Publication year - 2018
Publication title -
british journal of dermatology
Language(s) - English
Resource type - Journals
SCImago Journal Rank - 2.304
H-Index - 179
eISSN - 1365-2133
pISSN - 0007-0963
DOI - 10.1111/bjd.16615
Subject(s) - photodynamic therapy , medicine , erythema , dermatology , skin cancer , sunburn , randomized controlled trial , basal cell carcinoma , photosensitivity , surgery , cancer , basal cell , pathology , organic chemistry , quantum mechanics , chemistry , physics
Summary Photodynamic therapy (PDT) is a frequently used treatment for a type of skin cancer called superficial basal cell carcinoma (sBCC). It works by using a cream called a porphyrin precursor, which is applied to the affected skin area and covered with a dressing.
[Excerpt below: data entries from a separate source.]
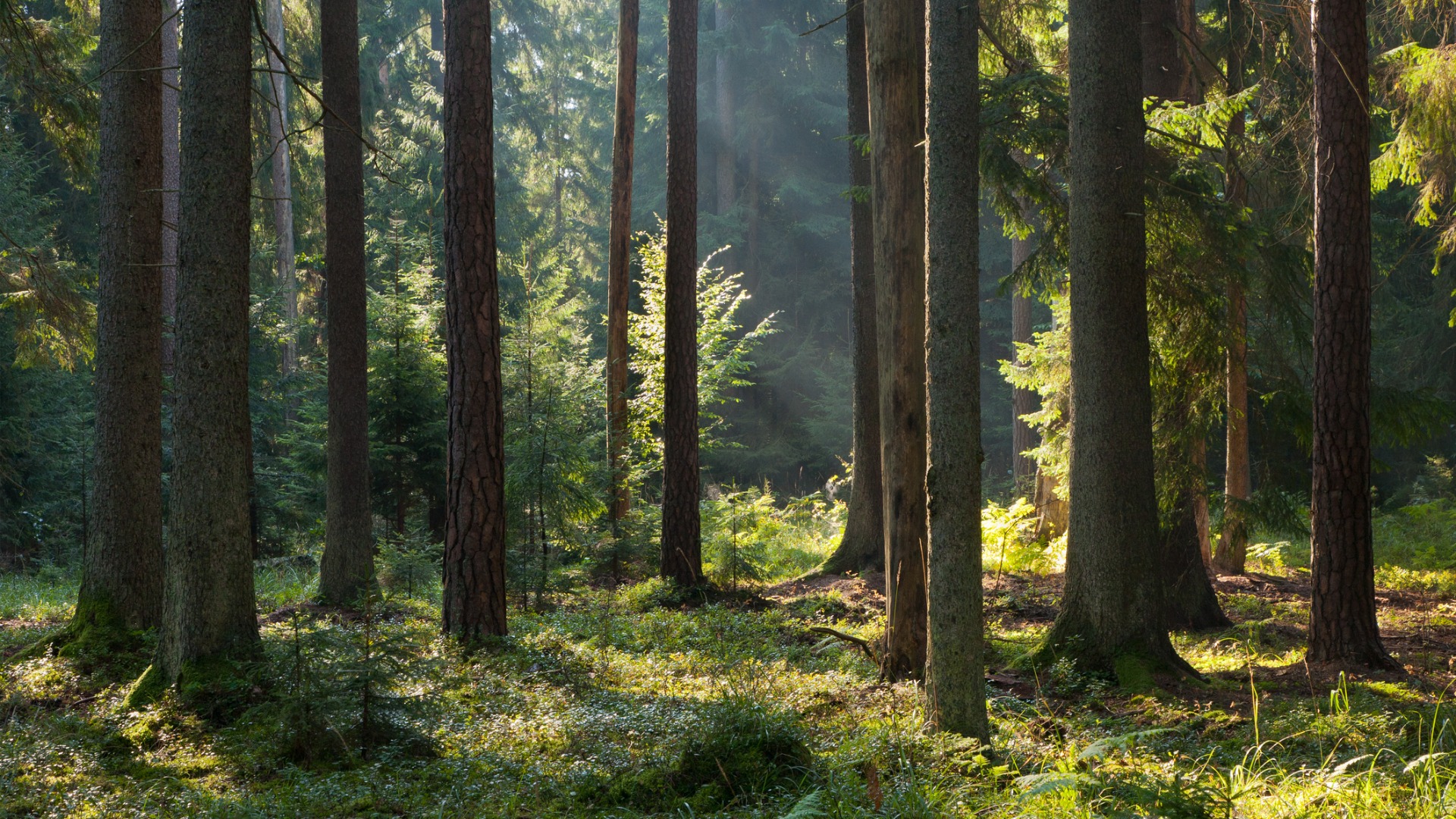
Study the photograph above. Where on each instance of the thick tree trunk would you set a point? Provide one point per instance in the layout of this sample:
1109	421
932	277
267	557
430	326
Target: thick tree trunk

After several hours and after removing the occlusive dressing, the area is irradiated with intense visible light which causes the death of cancer cells. There are two porphyrin precursors available in the Netherlands, 5‐aminolevulinic acid 20% (ALA) and methylaminolevulinic acid (MAL). In conventional MAL PDT, skin receives one illumination (treatment with light) which is repeated one week later. In the case of ALA, skin receives two different illuminations, two hours apart. This is called fractionated ALA‐PDT. In this study, from the Netherlands, we investigated whether this fractionated ALA‐PDT is superior to conventional MAL‐PDT. 162 patients were randomly assigned to one of two groups. 82 patients were treated with fractionated ALA‐PDT and 80 patients with conventional MAL‐PDT. After 12 months a total of 6 treatment failures (recurrence of the sBCC) occurred after ALA‐PDT and 13 after MAL‐PDT. Although there were twice as many treatment failures in the MAL‐PDT group, this difference was not statistically significant. Secondly, we investigated pain scores in both treatment groups because PDT is known to cause a severe burning sensation. We found that ALA‐PDT resulted in more pain and side effects, such as erythema (skin redness, like sunburn), wounds/erosions and vesicles (small blisters) compared to MAL‐PDT. In conclusion, there is a trend toward better efficacy of ALA‐PDT compared to MAL‐PDT for the treatment of sBCC, although the difference was not significant.